4-Violação dos princípios do contraditório e da igualdade das partes, nos termos em que estes são estabelecidos no artº.16, do diploma.

Ou seja, os únicos fundamentos legalmente admissíveis como suporte de reacção da decisão dos Tribunais arbitrais para os T. C. Administrativos, consistem na impugnação de tal decisão, consagrada no artº.27, com os fundamentos que se ancorem nos vícios de forma expressamente tipificados no artº.28, nº.1, e atrás elencados, correspondendo os três primeiros aos vícios das sentenças dos Tribunais tributários, nos termos do plasmado no artº.125, nº.1, do C.P.P.T., com correspondência ao estatuído nas alíneas b), c) e d), do artº.615, nº.1, do CPCivil.

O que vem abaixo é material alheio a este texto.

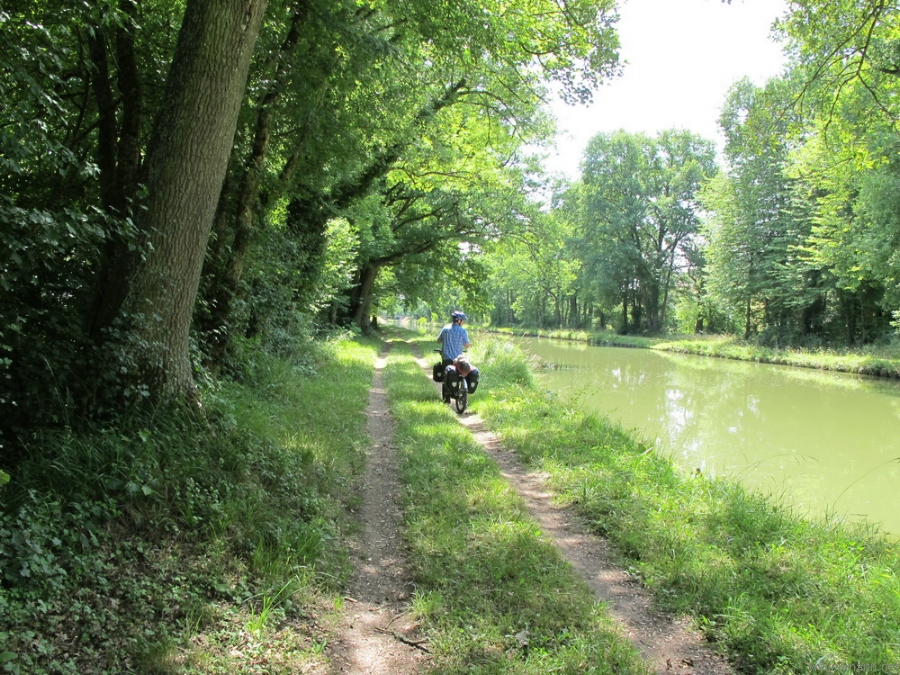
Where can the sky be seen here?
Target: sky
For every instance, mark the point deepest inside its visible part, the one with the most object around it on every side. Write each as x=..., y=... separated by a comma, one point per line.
x=680, y=58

E se algumas dúvidas pudessem subsistir sobre o que se vem de afirmar, elas dissipar-se-iam por força dos elementos sistemático, teleológico e histórico, considerando, por um lado, o regime jurídico dos vícios em causa, tal como disciplinado pelo C.P.P.T., e, por outro, a intenção do legislador expressamente manifestada na parte preambular do diploma em causa, quando e ao que aqui releva, refere que “(…) A decisão arbitral poderá ainda ser anulada pelo Tribunal Central Administrativo com fundamento na não especificação dos fundamentos de facto e de direito que justificam a decisão, na oposição dos fundamentos com a decisão, na pronúncia indevida ou na omissão de pronúncia ou na violação dos princípios do contraditório e da igualdade de partes (…)”. Assim manifestando o legislador, de forma inequívoca, uma enumeração taxativa dos fundamentos de impugnação das decisões arbitrais para os T. C. Administrativos (cfr. ac.T.C.A.Sul-2ª.Secção, 19/2/2013, proc.5203/11; ac.T.C.A.Sul-2ª.Secção, 21/5/2013, proc.5922/12; ac.T.C.A.Sul-2ª.Secção, 10/9/2013, proc.6258/12; Jorge Lopes de Sousa, Comentário ao Regime Jurídico da Arbitragem Tributária, Guia da Arbitragem Tributária, Almedina, 2013, pág.234 e seg.)”.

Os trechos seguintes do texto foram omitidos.